Lanaia fu per tanti anni direttore dell’Ufficio Postale di Biancavilla, ruolo che più di ogni altro gli ha permesso di essere a contatto quotidiano con i biancavillesi, che lo apprezzavano per i suoi modi e la sua disponibilità.
Il cordoglio del sindaco Bonanno
Sentimenti di cui si fa interprete il sindaco Antonio Bonanno, nel suo messaggio di cordoglio rivolto alla famiglia: «Per tutta la vita, si è speso con passione e senso civico per la nostra comunità. Lanaia è stato un cittadino esemplare, sempre pronto a mettere la sua esperienza e il suo impegno al servizio del bene comune».
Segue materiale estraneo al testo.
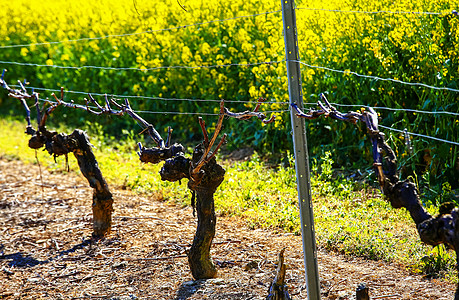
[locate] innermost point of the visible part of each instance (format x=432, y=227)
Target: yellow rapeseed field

E poi i ricordi personali del primo cittadino: «Lo conoscevo da tanti anni e l’ho sempre apprezzato sul piano umano: per la sua gentilezza, il rispetto verso gli altri, la sobrietà nei toni e nei modi, la disponibilità all’ascolto. Ho sempre stimato il suo modo garbato e deciso di contribuire alla crescita della città con idee, proposte e partecipazione attiva».
«Biancavilla – sottolinea il sindaco – perde una figura perbene, coerente nei valori e attenta al destino della nostra comunità». I funerali sono stati fissati nella parrocchia di San Salvatore, alle ore 16 del 4 settembre.